The passion with which Berg wrote the music had not only to do with the identification he felt with the character in his army experience. As he was finishing the difficult final scenes, he himself was in an affair with a woman to whom he sired an illegitimate daughter. He apparently resented his inability to control his own emotions and blamed the woman for it, creating later another infamous female character in opera, named Lulu. Marie, hardly an innocent, was the first manifestation of Lulu, whom Berg described as a "female Don Juan." Before we come down too hard on Berg, we should remember that a certain release from emotional torment had been begun by Freud only recently---and that an entire philosophical movement called existentialism would be trying in a very unique way to sort all this out. The Wozzeck story often is included in commentaries about existentialism and the poor soul pounding on the door of the Unknowable.
There are a number of recordings of Wozzeck now. It often is performed, and the Metropolitan has it in the repertoire. I started listening to it, as a jazz fan---not an opera buff---over 40 years ago, and the recording I had is the one I still prefer. It is a live performace from 1951 at Carnegie Hall, conducted by Dimitri Mitropoulos, a great friend of jazz. Mack Harrell plays Wozzeck, with anguished madness and a marked peasant quality...that I think is crucial.
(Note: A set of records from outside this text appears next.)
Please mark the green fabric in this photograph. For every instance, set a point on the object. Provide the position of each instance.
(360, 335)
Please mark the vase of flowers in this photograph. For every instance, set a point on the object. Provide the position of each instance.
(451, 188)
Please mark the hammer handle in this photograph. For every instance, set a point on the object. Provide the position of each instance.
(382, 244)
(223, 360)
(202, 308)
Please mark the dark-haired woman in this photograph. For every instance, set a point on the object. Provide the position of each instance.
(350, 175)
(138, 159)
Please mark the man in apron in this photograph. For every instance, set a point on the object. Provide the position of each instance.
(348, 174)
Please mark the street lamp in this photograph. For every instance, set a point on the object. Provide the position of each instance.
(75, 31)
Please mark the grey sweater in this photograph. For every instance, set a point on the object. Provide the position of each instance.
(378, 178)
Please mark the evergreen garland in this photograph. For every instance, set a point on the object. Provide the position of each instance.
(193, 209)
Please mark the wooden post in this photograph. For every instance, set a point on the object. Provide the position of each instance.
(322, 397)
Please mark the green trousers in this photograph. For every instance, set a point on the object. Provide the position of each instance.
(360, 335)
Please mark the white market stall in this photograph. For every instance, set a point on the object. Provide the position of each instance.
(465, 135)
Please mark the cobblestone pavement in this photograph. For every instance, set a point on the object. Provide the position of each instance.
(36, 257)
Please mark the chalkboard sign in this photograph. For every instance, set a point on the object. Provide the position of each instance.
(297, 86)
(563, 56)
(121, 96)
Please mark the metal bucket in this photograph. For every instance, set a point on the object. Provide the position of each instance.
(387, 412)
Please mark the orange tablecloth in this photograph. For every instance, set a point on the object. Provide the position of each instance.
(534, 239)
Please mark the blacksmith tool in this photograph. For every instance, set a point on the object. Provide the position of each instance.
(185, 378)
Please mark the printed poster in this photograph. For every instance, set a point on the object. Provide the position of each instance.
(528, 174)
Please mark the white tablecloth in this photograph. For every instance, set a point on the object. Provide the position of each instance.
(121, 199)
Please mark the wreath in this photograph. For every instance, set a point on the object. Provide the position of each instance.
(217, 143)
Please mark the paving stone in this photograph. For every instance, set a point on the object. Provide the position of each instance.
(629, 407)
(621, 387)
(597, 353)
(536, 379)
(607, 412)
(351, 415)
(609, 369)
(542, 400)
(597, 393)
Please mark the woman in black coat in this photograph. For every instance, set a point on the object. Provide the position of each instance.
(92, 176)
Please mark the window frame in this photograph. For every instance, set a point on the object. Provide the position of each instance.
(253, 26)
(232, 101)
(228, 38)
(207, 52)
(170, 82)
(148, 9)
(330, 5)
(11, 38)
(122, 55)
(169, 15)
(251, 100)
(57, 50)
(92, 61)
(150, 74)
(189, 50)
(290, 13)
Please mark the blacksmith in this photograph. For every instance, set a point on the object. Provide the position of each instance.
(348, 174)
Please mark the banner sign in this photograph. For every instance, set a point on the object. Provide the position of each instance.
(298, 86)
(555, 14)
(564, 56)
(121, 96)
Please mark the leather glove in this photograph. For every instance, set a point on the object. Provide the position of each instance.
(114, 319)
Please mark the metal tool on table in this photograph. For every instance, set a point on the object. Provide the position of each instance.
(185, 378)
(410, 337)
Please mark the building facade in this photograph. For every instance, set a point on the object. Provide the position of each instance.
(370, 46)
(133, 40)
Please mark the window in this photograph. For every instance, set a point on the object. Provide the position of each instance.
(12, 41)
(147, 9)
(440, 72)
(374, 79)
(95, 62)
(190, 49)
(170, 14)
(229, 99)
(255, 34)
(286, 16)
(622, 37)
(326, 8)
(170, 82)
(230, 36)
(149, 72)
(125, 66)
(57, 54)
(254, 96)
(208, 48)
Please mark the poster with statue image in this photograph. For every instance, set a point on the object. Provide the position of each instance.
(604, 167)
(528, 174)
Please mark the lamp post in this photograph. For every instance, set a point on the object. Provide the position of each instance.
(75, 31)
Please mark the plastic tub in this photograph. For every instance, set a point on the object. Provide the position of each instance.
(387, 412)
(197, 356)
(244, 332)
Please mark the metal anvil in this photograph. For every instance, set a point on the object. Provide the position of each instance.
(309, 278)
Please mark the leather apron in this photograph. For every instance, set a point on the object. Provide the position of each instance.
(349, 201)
Fischer-Dieskau also recorded it, and I remember I couldn't wait to hear it especially because it also was going to be in stereo. But I was disappointed, because the great baritone seemed to be trying to make something poetic and existential with the role---and I don't think it works that way. Wozzeck's goodness is in his victimization by everything. He can't figure anything out and the times are hard and dangerous...so he is destroyed.
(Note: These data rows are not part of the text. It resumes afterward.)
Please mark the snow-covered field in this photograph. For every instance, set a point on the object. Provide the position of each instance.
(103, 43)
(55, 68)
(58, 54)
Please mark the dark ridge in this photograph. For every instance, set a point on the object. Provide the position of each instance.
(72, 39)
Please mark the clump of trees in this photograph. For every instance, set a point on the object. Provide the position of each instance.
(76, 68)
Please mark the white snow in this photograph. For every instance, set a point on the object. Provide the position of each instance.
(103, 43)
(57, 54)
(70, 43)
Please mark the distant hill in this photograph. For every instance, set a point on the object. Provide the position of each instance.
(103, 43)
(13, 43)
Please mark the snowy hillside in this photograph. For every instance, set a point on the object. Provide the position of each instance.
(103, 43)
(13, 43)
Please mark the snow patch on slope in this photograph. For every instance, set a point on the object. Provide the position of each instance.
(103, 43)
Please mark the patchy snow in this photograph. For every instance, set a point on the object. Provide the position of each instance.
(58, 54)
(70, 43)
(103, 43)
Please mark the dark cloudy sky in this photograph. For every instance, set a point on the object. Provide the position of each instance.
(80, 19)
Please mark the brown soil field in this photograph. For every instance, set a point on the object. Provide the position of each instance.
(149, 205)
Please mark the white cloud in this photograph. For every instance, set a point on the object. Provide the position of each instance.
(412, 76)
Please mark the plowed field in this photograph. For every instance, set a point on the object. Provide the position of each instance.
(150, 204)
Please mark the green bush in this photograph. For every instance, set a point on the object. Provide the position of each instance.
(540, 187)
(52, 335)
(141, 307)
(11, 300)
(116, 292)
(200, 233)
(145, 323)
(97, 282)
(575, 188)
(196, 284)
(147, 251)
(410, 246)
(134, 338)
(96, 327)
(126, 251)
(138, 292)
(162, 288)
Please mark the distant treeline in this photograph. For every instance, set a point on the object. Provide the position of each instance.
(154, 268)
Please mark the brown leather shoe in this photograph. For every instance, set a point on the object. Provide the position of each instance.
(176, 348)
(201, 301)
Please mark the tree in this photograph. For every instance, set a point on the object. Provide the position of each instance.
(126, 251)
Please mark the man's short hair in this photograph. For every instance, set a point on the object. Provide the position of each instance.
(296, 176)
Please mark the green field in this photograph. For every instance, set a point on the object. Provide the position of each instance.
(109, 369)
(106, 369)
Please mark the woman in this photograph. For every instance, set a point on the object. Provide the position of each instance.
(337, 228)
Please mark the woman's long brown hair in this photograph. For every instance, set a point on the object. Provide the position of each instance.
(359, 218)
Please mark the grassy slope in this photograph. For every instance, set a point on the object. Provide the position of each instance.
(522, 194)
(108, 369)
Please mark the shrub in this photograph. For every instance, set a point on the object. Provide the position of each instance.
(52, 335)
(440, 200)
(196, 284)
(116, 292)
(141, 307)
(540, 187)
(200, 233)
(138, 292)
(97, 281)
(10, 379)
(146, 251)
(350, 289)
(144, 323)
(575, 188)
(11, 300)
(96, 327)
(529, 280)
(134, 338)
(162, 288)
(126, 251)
The most shattering parts of the score are in the 3 or 4 instrumental passages in which Berg delivers his comment on the tragic goings-on. Resist the temptation to find a recording with just that music presented. It's OK that way, but in the context of all the suffering Berg's music is demolishing. Sit through the whole opera, and then be overwhelmed by the music of the end. I found this a very good way to start Lent this morning. I thought I'd love to stage a new updated version. I'd like to put Wozzeck as the camp barber at Guantanamo...or maybe just the guy who gives haircuts at the White House. In the first scene it could be Ralph Reed in the chair. Or maybe Karl Rove as The Captain, in his new elevated role for the Administration. Wozzeck will walk into the Potomac and float out into Chesapeake Bay. Now let's see, who could we have for that Drum Major?